Some researchers place narrowing the potential screening population on equal footing with finding robust diagnostics. “Unless we can identify appropriate groups for screening, the predictive value of any test is not likely to be adequate for widespread population-based screening,” said Steven Leach, MD, director of the David M. Rubenstein Center for Pancreatic Cancer Research at Memorial Sloan-Kettering Cancer Center in New York City.

Others argue that merely detecting early stage disease among high-risk patients is not the only hurdle any clinically useful marker will need to clear. “Identifying patients who have favorable tumor biology would be fairly important so we would know who would benefit most from aggressive treatment,” explained Jashodeep Datta, MD, Harrison post-doctoral research fellow at the University of Pennsylvania Perelman School of Medicine in Philadelphia.

On the Horizon
With these stringently high standards against the backdrop of a relentless disease, is there reason to expect that a biomarker or biomarker panel will be useful anytime soon in detecting pancreatic cancer when it is treatable? Despite the seemingly long odds, researchers still have high hopes. “There has been a tremendous amount of work over the last 10 years that has inspired a lot of smart people to get into the field. It’s one of the most intensely researched cancers now. That’s where the optimism comes from,” says Farrell.

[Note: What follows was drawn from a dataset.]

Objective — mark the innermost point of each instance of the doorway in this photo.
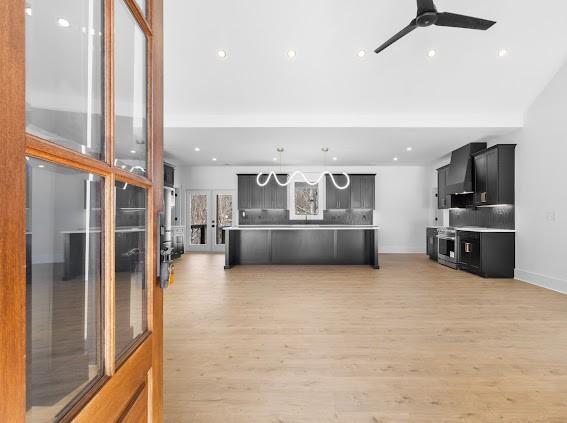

He was not alone in suggesting that it will be key to keep an open mind not only about candidate proteins but also markers reflecting other aspects of pancreatic cancer pathophysiology. “Protein-based markers potentially are easier to translate into the clinical setting. But we also know that there are about four to five canonical genetic mutations in the progression from normal pancreas to cancer, so exploiting that knowledge and the associated pathways, whether at the DNA or RNA levels, certainly would be helpful,” explained Anil Rustgi, MD, chief of gastroenterology at the Perelman School of Medicine. He also cited as potentially useful any biomarkers that could capture the robust fibrotic response that takes place once pancreatic tumors begin spreading into surrounding tissue, as well as those that might catch tumor cells as they disseminate rapidly throughout the body.

Leach added that while proteins might have an edge right now, “this may be more a function of cost and technology rather than biology, and cost and technology can obviously change rapidly.” Indeed, Taguchi’s team already is collaborating with other researchers at MD Anderson, exploring the diagnostic power of microRNAs and autoantibodies.

Any sort of blood marker that is identified for pancreatic cancer really has to have very strong operating characteristics, with very high positive and negative predictive values.